Liliana Resinovich, il fratello: “Non è stato suicidio. Percossa e uccisa da più persone”. L’ipotesi avanzata dai legali dell’uomo, dopo quella che la Procura definisce come morte per suicidio.
Secondo quanto stabilito dalla perizia disposta dalla procura, Liliana Resinovich si sarebbe uccisa due o tre giorni prima che fosse ritrovato, nel parco dell’ex ospedale psichiatrico di Trieste, il suo corpo senza vita lo scorso 5 gennaio. Una svolta apparentemente decisiva, questa, che siglerebbe il caso come decesso per asfissia.
Ma il giallo sulla sua morte non trova fine. Si contano in tutto una cinquantina di pagine nella perizia della Procura, documento di circa 50 pagine dove si parla anche di un’altra ipotesi, definita però “molto remota”, per la quale il suo cadavere sarebbe stato “congelato”, nascosto e infine abbandonato. Dal canto suo, anche il fratello della donna Sergio Resinovich non crede all’ipotesi di suicidio per soffocamento.
“Liliana percossa e strattonata”, l’ipotesi shock
Sergio Resinovich non crede al suicidio della sorella.
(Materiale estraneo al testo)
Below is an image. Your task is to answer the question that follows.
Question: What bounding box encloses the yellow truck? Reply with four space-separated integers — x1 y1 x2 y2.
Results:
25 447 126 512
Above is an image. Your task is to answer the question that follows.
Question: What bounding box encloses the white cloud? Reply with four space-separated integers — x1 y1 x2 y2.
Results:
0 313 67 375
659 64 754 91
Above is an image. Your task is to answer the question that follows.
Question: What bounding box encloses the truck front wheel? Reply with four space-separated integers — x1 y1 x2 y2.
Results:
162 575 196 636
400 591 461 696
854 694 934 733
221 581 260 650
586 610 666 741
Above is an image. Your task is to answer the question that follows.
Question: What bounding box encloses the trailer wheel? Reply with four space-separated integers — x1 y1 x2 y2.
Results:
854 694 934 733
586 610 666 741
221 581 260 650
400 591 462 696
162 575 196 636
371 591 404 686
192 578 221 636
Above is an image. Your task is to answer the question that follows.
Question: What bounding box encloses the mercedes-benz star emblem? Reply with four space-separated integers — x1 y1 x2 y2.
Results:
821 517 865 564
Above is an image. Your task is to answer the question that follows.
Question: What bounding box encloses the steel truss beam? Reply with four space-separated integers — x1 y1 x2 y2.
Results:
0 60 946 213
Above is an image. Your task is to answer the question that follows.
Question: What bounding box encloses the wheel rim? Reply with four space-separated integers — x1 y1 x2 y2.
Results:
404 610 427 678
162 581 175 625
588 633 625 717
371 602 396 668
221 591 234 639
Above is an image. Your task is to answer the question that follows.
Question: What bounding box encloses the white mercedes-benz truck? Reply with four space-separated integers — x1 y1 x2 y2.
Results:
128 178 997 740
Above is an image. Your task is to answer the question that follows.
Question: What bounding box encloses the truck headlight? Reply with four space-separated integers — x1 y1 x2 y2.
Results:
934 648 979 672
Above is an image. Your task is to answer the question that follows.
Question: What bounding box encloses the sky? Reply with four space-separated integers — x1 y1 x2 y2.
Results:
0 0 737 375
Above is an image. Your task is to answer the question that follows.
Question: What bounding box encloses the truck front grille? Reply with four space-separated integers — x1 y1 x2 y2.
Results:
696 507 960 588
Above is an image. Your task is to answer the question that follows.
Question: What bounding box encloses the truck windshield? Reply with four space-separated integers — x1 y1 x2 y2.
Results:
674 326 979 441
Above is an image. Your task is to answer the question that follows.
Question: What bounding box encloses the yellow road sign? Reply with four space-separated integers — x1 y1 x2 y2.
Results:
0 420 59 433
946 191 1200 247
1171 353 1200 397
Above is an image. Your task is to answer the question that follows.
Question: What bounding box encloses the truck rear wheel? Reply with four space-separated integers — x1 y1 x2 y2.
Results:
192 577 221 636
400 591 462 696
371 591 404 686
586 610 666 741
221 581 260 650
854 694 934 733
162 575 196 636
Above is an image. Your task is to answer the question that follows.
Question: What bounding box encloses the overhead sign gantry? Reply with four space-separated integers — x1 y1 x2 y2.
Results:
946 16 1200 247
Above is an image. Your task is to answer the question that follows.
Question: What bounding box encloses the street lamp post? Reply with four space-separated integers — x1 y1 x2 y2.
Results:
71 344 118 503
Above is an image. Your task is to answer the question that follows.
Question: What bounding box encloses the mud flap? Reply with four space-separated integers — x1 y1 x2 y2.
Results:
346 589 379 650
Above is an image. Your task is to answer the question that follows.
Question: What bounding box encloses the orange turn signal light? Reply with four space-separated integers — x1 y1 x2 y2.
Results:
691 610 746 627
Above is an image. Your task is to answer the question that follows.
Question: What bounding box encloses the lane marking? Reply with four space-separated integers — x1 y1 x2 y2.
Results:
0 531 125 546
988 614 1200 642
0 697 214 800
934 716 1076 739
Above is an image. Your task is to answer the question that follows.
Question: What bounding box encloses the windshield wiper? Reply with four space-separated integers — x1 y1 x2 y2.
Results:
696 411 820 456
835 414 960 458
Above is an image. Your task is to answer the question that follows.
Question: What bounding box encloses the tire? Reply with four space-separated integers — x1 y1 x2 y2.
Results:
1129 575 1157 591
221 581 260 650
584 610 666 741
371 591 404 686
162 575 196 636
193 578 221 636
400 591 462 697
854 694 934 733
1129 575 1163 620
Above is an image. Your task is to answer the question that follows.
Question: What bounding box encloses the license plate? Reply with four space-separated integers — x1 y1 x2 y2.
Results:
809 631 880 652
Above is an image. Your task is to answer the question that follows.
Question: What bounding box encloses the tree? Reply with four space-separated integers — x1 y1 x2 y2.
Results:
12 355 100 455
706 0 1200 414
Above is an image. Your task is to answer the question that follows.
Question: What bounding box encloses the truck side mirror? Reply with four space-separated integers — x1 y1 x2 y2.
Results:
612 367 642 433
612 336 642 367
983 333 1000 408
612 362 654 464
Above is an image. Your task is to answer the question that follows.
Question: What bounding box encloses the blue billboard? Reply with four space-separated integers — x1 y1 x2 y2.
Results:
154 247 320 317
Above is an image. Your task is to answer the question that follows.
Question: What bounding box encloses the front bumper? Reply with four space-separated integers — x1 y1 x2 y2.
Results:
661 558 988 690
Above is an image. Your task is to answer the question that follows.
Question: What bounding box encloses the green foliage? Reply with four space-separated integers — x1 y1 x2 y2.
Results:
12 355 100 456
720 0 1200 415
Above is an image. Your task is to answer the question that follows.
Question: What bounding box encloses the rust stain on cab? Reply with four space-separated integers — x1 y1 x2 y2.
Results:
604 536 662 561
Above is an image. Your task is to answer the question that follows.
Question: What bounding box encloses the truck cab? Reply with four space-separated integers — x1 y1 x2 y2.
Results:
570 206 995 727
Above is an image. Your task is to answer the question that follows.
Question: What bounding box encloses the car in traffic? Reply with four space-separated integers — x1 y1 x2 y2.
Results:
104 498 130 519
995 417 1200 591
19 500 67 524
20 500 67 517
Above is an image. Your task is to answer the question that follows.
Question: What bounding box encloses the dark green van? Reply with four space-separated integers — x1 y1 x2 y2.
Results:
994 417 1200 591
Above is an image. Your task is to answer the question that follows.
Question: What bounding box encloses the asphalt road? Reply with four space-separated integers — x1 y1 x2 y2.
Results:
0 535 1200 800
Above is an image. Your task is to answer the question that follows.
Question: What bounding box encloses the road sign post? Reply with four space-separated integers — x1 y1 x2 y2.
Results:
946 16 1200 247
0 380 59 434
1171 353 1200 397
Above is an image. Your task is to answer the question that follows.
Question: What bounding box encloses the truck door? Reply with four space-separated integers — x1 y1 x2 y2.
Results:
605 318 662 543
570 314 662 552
Il legale, Nicodemo Gentile, e la psicologa consulente, Gabriella Marano, hanno ribadito in una nota condivisa la loro tesi: la donna sarebbe stata uccisa da una o più persone, e non si sarebbe tolta la vita soffocandosi con dei sacchetti di plastica. Un’ipotesi diversa rispetto a quella degli inquirenti, che viene ritenuta “inverosimile” dopo aver analizzato le 50 pagine della consulenza della Procura. Secondo Gentile e Marano, infatti, Liliana Resinovich sarebbe stata “intercettata, accompagnata o comunque sorpresa da una visita da parte di qualcuno che ben conosceva” la mattina del 14 dicembre.
Da qui sarebbe scoppiata un’accesa discussione, con Liliana che “sarebbe stata percossa e strattonata”, forse anche soffocata “magari con una sciarpa, un cappello o un giubbotto, che ha determinato uno scompenso cardiaco”. Scompenso favorito dai problemi di cuore di cui Liliana soffriva. Ad essere sospetti sarebbero anche i segni ritrovati sul suo corpo. Gentile e Marano parlano anche di “alcune strane fratture che, allo stato, non c’è consentito sindacare, ma che saranno oggetto di valutazioni nel momento in cui si potranno acquisire in modo pieno tutti gli atti del fascicolo, comprese le immagini della tac”.
I rappresentanti di Sergio Resinovich hanno poi tentato di dare una risposta al “periodo di buco”, che inizia con la scomparsa della donna e termina con il ritrovamento del suo cadavere. Secondo la loro ipotesi, dopo la colluttazione “gli aggressori” hanno dovuto ricomporre, vestire la donna – “questo spiega l’orologio di colore rosa sul polso sinistro di Liliana con la corona rivolta al contrario, nel verso sbagliato”, quando invece la donna lo portava al polso destro. E ancora, parlano di “goffo tentativo di manipolazione della scena”, oltre che “all’illogico utilizzo dei sacchi dell’immondizia”. Potrebbe trattarsi di un delitto “di prossimità”, ma non si esclude nemmeno ” un omicidio preterintenzionale, che poi ha indotto inevitabilmente l’aggressore, o gli aggressori, a dover occultare il cadavere in un gelido anfratto, sotterraneo”. Questa, almeno è l’ipotesi avanzata dai legali della donna, vittima di quello che assume ancora le sembianze di un giallo.